In: Economics
What can be done to avoid bank runs?
Taking the severity of bank runs it consideration, it becomes
all the more important for banks to prevent such a situation from
occurring. In order to prevent it, a bank can resort to one of the
several prevention measures at its disposal. These include
encouraging term deposits which cannot be withdrawn on demand,
impose reserve ratiorequirement limiting a proportion of deposits
the bank can invest, taking deposits from depositors who are less
likely to observe common information which can trigger panic,
suspend withdrawals to stop a bank run, etc. At the same time, the
administration as a whole can also take some preventive measures -
such as introducing full-reserve banking and deposit insurance, to
prevent bank runs in the economy. Even the central bank makes some
provision to lend short-term loans to those banks which are in
crisis to help them sustain the bad phase.

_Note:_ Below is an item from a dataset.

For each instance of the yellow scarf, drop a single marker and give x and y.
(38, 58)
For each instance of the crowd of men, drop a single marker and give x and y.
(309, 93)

There is no dearth of examples of bank runs in the history. At
least eight bank runs have been reported from various parts of the
world over the last decade alone; the last of which came with the
failure of DSB Bank in Netherlands in 2009. In the United States,
quite a few recessions have been triggered by runs on the bank
caused by panic among people. With quite a few examples in the
recent past, banks have no doubt become cautious about this crisis.
But that doesn't mean that the chances of bank runs can be ruled
out in the economic conditions prevailing today.